As far as I can remember, I’ve suppressed my desire to be creative in a career. I thought the only acceptable careers were the Big Three: doctor, lawyer, engineer, and I was going to do one of those until I realized I didn’t really like any of them after all and who wants to work that hard? I like putting things together to make new and different things, but because I did well in math and science and I have a terrible preoccupation with prestige, I managed to piece together a couple degrees, thrown in with an internship that I hated and hope out popped something I would like - which didn’t happen. I love the subject matter, cities and planning, but hate the actual work of it. The being in an office, the spreadsheet, the data, the analysis, the documentation, the arbitrary rules, the inflexible workplace, the sitting, the everything. It doesn’t feel like “doing.”

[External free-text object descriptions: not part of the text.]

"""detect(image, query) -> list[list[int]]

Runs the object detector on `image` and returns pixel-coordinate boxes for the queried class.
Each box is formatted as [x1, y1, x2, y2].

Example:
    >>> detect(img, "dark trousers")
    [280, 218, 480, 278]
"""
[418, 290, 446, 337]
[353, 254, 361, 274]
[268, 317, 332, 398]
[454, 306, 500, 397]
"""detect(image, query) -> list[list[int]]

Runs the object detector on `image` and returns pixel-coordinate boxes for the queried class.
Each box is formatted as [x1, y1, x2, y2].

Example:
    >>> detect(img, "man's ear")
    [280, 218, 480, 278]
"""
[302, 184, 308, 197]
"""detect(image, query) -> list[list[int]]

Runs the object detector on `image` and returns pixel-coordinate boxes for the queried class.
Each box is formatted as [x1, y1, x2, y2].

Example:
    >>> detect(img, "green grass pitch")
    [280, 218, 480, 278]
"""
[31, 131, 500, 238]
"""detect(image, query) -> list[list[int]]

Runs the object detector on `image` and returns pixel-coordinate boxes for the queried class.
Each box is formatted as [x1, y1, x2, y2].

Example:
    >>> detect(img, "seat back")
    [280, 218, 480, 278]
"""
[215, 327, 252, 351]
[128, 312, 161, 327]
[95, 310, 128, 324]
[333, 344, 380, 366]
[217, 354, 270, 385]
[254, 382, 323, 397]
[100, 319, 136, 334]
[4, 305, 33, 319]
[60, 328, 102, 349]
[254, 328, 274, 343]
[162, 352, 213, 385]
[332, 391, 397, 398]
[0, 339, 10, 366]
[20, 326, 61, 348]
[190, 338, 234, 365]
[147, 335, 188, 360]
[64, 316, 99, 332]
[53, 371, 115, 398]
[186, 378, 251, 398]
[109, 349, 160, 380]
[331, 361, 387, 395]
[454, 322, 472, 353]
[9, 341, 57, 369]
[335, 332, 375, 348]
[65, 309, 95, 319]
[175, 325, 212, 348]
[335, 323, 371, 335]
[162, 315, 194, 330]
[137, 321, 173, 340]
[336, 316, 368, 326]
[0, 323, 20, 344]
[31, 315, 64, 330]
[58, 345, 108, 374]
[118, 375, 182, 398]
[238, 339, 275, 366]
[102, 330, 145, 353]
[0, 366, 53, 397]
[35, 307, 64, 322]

What I failed to realize or think really hard about was what was the kind of DOING that I wanted to do. I thought the things that I liked to do were for hobbies or for wimps that enjoy job insecurity. Now I find that I have no tangible “doing” skills. Maybe I have thinking skills but I don’t enjoy solitary work and when given the choice, I procrastinate until everything hits the fan and I have to actually produce something.
I love people, facilitating, teaching, doing, helping. Not analyzing, reporting, documenting, calculating. It’s difficult to figure this out so late in the game (“But you’re young and can do anything you want!”) but it still feels like a millennia to even think about going back to school or starting anew, since the things I think I might like to do require ohhh, experience?